Borrowed Time is an interactive fiction game about a detective, who tries to rescue his kidnapped wife. The game was developed by Interplay and published by Activision in 1985. Mastertronic republished it as a budget title as Time to Die.

== Plot ==
Written by Arnie Katz and Bill Kunkel, the plot in the style of a detective story of the noir crime genre is set in the USA of the 1930s. The player takes a role of a private detective, Sam Harlow. His ex-wife Rita Sweeney has been kidnapped, and he tries to free her. In the process, he is pursued by gangsters who are after his life.

== Gameplay ==

Gameplay screenshot (Atari ST)

Borrowed Time is a text adventure with a complementary graphical user interface. Control is via the keyboard, alternatively, many commands and objects can be selected from a graphical menu with a joystick or a mouse. Moving around is done in the same way - a selection window with cardinal directions is available. The player must interrogate suspects and collect evidence at the various locations in order to achieve the game goal. Some game actions have a time limit for problem-solving.

== Development ==
Borrowed Time was produced by Interplay for Activision and was part of a $100,000 contract that included a total of three adventure games.
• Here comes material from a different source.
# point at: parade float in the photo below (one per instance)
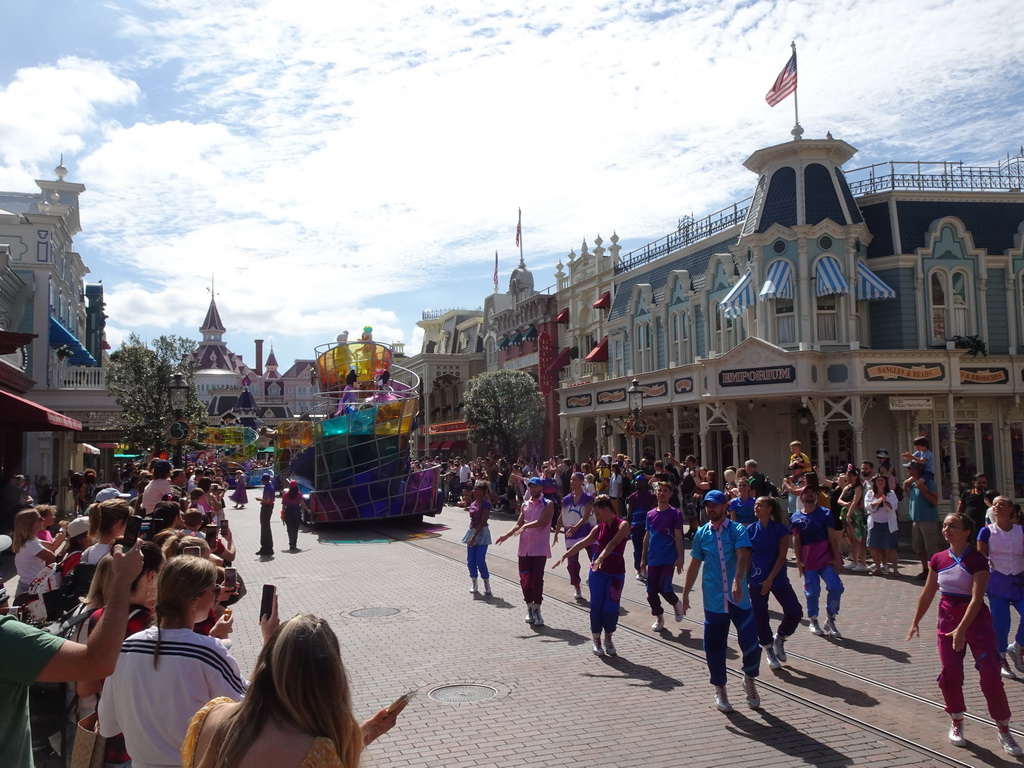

Interplay founder Fargo already had experience in the adventure genre: his first game was the adventure The Demon's Forge, released for Apple II in 1981. The parser used by Interplay was developed by Fargo and a collaborator, and at one stage of development had a dictionary of 250 nouns, 200 verbs, and could evaluate input with prepositions and indirect objects. The same engine had been used in the previous games Mindshadow and The Tracer Sanction. The writing and much of the game design were done by Subway Software, a company founded by game journalist Bill Kunkel specifically for Borrowed Time. Fargo outsourced the writing because he felt that no one at Interplay could produce quality prose.

== Reception ==
Info rated Borrowed Time four stars out of five, describing it as "a big step forward in the realm of 'interactive entertainment' ... a tonic to jaded adventurers", and praising the game's graphics, parser, and humor. Ahoy! said that the game had "more plot turns and twists than a backwoods mountain road", with "unusually good" writing and graphics "chock full of cute touches". The magazine stated that if the word menus were more complete, "the game would be better than an all-night Agatha Christie reading!". Compute! wrote that "Activision has created a delightful game environment with the look and feel of those classic hardboiled detective movies and novels". Computer Gaming Worlds Charles Ardai called Borrowed Time "a superbly cinematic graphic adventure" that was too brief and deserved a sequel. A German reviewer recognized the challenging storyline, the detailed graphics and the comfortable gameplay. He gave Borrowed Time 82 out of 100.